金融系システムのSEが心掛けるべきこととは?
金融系システムは高品質かつ大規模で工数が多く、開発に関わる人数も多くなりがちです。そのため、IT派遣として働く上で金融系システムに携わる可能性は少なくありません。今回はそんな金融系システムの開発業務に求められることを考えていきます。
求められる「高品質」
金融系システムに求められるのは何と言っても品質です。極端な例ですが、もし開発した金融系システムが、お客さんが振り込んだ100万円を10万円として処理してしまったら、それを開発したシステム会社、開発を依頼した金融機関が信頼を失うだけでなく、日本経済が麻痺してしまうと言っても過言ではありません。こうした致命的なリスクが存在するため、金融系システムで一番に求められるのは品質なのです。
その結果、金融系システムで働くSEには、とにかく高品質なシステムを構築されることが求められます。製造の細かい技術より、いかに品質を担保したテストを消化できるか、システム改変によって他に影響範囲が広がらないかなどが重視されます。
大規模なシステム開発は一見華があるように見えますが、そうした地道で精緻な検証力や、先回りして考える力が必要になってきます。
税制や金融関連法などの知識と、その改正に対応できる柔軟性
金融系、特に勘定系と呼ばれるシステムでは、税金を考慮してシステムを構築しなければなりません。
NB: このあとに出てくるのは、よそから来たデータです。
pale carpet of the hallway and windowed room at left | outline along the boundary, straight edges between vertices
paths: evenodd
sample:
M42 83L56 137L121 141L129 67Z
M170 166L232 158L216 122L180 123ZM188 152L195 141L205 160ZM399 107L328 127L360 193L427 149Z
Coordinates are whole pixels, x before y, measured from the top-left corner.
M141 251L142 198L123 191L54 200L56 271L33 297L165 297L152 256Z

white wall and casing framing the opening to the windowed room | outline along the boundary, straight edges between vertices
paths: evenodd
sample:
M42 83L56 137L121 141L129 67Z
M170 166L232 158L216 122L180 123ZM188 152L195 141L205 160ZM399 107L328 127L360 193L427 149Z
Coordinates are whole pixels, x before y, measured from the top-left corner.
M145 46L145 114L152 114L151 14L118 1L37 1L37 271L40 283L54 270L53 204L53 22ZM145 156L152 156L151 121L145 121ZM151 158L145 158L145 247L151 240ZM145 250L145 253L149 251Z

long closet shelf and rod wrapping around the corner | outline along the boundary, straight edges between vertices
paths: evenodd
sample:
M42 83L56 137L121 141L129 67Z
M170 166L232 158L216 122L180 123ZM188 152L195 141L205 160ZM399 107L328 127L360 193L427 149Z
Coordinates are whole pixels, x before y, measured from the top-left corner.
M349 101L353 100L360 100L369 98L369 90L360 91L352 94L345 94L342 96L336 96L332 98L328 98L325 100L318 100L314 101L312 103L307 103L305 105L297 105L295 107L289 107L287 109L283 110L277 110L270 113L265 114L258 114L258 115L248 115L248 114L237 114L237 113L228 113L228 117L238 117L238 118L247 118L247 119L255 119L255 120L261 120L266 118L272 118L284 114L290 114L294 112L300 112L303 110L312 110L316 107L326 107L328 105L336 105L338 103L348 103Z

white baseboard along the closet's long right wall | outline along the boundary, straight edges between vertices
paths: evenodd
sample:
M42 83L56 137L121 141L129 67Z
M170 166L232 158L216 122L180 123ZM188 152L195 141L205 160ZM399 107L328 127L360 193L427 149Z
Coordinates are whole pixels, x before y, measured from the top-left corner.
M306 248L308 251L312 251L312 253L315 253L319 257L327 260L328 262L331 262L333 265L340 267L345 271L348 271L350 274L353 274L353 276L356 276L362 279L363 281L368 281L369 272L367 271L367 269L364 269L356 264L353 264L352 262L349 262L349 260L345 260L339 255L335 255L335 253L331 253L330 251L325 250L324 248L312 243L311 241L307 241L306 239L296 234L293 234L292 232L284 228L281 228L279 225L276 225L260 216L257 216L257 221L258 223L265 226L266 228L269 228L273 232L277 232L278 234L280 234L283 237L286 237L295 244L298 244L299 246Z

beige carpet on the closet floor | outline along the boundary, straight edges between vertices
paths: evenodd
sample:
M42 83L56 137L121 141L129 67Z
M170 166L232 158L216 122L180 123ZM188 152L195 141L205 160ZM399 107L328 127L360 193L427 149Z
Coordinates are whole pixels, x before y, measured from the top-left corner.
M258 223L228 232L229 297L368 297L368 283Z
要件定義やユーザとの打ち合わせなど、上流の早い段階で税金に関する幅広い知見が求められるので、そのような知識を持っていることは武器になります。
また、最近では反社会的勢力への融資防止やマネーロンダリング対策なども増えてきているため、法律にも精通していることが、他のIT派遣で働くSEに対する優位性を持つことにつながります。
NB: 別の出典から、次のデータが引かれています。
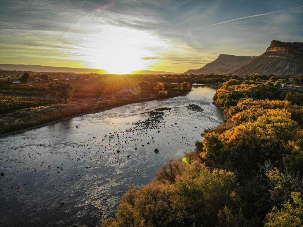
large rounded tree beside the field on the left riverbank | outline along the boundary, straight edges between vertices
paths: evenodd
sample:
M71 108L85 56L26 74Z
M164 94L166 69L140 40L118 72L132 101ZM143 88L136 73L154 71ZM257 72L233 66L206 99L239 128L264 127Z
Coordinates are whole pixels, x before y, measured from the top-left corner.
M48 96L53 96L58 102L68 101L73 97L74 87L69 83L55 82L47 86L46 94Z

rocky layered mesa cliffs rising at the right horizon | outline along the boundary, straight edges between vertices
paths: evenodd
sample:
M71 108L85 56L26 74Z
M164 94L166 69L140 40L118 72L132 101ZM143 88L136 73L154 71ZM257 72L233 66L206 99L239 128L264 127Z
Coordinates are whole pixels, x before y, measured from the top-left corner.
M266 52L260 56L219 55L219 57L198 69L184 74L248 75L253 73L274 75L303 75L303 42L281 42L272 40Z

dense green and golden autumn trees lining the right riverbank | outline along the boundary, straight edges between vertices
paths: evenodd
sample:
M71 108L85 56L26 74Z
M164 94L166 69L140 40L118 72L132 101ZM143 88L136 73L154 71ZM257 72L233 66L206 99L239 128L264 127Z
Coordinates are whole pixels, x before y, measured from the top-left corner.
M148 185L130 186L101 226L301 227L303 107L280 86L221 84L214 102L225 123Z

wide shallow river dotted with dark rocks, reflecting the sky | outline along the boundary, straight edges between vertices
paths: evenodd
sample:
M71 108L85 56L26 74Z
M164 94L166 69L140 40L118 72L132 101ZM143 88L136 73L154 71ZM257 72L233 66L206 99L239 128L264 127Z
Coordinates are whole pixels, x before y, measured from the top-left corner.
M214 94L196 86L0 138L0 226L95 226L115 215L128 184L147 184L223 122Z

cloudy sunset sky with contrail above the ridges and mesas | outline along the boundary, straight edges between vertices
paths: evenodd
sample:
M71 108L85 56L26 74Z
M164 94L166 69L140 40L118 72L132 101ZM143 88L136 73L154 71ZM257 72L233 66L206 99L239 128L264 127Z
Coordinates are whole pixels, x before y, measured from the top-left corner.
M299 1L0 0L0 63L185 72L303 42Z

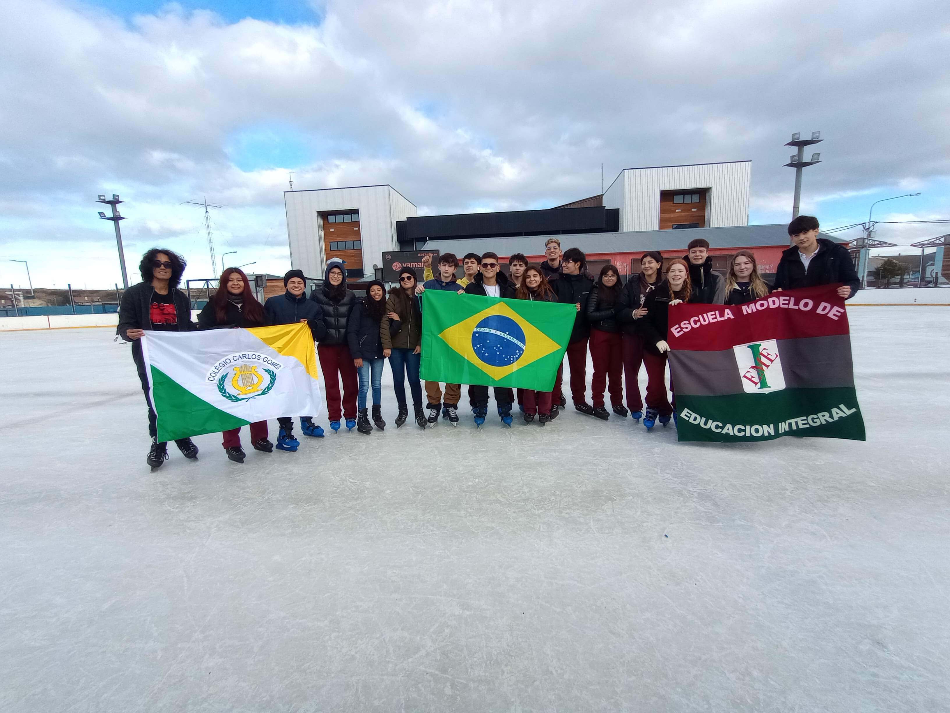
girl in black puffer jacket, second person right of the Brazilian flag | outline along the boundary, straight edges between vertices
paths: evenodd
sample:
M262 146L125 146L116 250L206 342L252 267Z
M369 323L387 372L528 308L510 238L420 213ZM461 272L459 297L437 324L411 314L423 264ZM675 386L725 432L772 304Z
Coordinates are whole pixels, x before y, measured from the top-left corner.
M623 354L620 346L620 325L615 308L620 299L620 271L615 265L600 268L600 277L587 299L587 321L591 325L590 350L594 361L591 379L594 415L606 421L610 418L603 406L604 388L610 388L610 404L614 413L626 416L623 408Z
近年、金融機関に求められる要求の高度化と共に、金融機関のできる業務を規制している法律の改正が毎年のように行われています。NISAの制度改正などはその良い例でしょう。こうした制度改正に柔軟に対応できる能力も、金融系SEには求められます。
当たり前のことを当たり前にできる
金融系システムを利用するお客さんの立場に立って考えてみると、100万円のものが10万円として振り込まれたら大変ですよね。また振り込みにかかる手数料が余計に取られていたらどうでしょうか。
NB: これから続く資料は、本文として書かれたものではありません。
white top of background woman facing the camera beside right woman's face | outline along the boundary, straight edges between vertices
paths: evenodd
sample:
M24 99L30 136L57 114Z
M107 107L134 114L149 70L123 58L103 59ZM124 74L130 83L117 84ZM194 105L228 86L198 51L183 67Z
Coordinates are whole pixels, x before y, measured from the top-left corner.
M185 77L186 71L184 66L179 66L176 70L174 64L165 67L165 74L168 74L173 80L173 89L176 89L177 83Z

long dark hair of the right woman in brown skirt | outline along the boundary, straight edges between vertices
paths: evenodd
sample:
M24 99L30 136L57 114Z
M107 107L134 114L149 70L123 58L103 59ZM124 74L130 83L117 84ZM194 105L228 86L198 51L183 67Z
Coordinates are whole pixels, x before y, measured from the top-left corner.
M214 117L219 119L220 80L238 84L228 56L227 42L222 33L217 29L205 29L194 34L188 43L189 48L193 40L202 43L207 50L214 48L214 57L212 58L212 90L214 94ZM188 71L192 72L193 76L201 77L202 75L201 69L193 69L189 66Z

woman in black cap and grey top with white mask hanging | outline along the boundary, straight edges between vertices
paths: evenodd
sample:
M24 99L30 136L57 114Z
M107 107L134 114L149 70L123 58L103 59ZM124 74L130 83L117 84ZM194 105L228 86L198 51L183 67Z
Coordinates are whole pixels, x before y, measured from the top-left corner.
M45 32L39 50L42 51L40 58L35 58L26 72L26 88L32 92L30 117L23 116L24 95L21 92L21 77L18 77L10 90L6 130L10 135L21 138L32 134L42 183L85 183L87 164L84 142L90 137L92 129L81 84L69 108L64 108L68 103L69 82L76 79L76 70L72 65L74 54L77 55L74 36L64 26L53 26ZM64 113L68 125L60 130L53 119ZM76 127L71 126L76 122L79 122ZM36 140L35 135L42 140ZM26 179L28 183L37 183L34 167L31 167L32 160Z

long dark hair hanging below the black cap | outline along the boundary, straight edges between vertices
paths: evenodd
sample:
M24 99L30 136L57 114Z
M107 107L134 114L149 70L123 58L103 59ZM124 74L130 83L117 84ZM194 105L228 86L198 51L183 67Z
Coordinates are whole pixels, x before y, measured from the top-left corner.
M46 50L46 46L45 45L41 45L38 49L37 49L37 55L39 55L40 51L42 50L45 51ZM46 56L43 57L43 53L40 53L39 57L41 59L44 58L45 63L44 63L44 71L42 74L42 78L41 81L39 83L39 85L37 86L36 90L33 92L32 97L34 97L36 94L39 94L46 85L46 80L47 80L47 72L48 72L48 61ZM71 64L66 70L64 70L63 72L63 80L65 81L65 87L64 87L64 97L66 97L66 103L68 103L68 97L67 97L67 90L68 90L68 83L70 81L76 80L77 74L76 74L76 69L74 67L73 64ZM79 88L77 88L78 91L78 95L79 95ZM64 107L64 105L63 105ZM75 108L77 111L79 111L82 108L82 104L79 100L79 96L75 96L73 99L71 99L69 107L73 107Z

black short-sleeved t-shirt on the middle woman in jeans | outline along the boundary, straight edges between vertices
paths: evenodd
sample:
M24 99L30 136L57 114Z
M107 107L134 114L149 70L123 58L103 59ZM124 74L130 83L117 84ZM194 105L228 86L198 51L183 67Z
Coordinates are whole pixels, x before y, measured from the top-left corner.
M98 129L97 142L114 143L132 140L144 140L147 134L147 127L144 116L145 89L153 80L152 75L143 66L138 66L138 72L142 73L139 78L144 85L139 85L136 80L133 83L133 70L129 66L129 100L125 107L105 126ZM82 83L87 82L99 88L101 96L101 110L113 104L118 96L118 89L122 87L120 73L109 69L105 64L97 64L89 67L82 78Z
結局のところ、金融系システムに携わるSEに求められることは、当たり前のことが当たり前にできる実行力です。全く問題のないシステムを開発できた時の達成感は、他のシステムより比べものにならないものを感じられるでしょう。
派遣先として金融系のシステム開発を選ぶメリットは、このような高品質で、変化の激しいシステムを開発した実績や経験にあります。他の派遣業務では得られない経験値は、今後のキャリアを充実させていく上でも役に立つことでしょう。